Background: Recurrent Pregnancy Loss (RPL) is a complex reproductive disorder that affects 0.5–3% of couples worldwide, with nearly 40–50% of cases remaining idiopathic despite thorough evaluation. While maternal factors have been extensively studied, the molecular mechanisms underlying paternal contributions to RPL remain poorly understood. This study aimed to elucidate the molecular alterations in spermatozoa from male partners of couples with idiopathic RPL and identify potential biomarkers distinguishing RPL from Unexplained Infertility (UI) and fertile controls through high-throughput proteomic and machine learning–based analyses. Methods: Semen samples from Control (n=3), RPL (n=3) and UI (n=3) were analyzed using LC MS/MS–based quantitative proteomics. A total of 6,354 proteins were identified. Differentially expressed proteins (DEPs) were determined via the limma statistical framework, with RPL specific signatures defined through an intersection strategy. Functional and pathway enrichment analyses were performed using KEGG, and GO, from MSigDB database, followed by biomarker discovery using MetaboAnalyst 6.0 with Partial Least Squares Discriminant Analysis (PLS-DA) and Receiver Operating Characteristic (ROC) validation. Results: Proteomic profiling revealed 63 RPL-specific DEPs, including 32 upregulated and 31 downregulated proteins. Upregulated proteins were primarily involved in energy metabolism, DNA repair and cytoskeletal regulation, while downregulated proteins impaired antioxidant defence and metabolic control. PLS-DA analysis established all 63 DEPs to be good classifiers for RPL (VIP score>1).
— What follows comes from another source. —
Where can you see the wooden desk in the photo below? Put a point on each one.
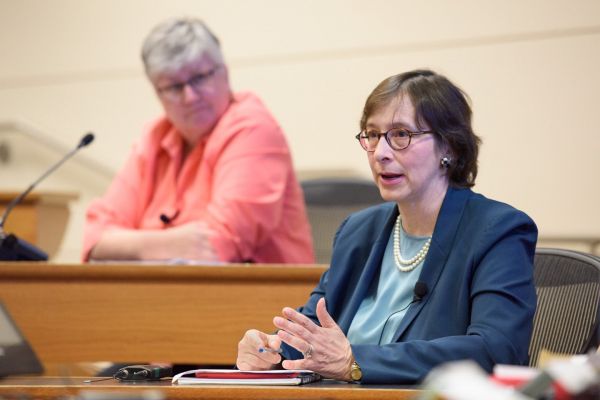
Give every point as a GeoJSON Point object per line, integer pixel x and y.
{"type": "Point", "coordinates": [41, 218]}
{"type": "Point", "coordinates": [53, 387]}
{"type": "Point", "coordinates": [134, 313]}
Univariate biomarker analysis further confirmed 30 of these proteins to be capable of perfectly distinguishing RPL from UI and control (AUC>1) with some of the key determinants being XRCC4, USP1, BDKRB1, GPD1L, and IQGAP1. Conclusions: This integrated proteomic and computational analysis provides the first comprehensive molecular characterization of idiopathic RPL sperm proteome. The identified RPL-specific protein panel offers promising biomarkers for diagnosis and potential therapeutic targets, emphasizing the crucial role of paternal factors in recurrent pregnancy loss.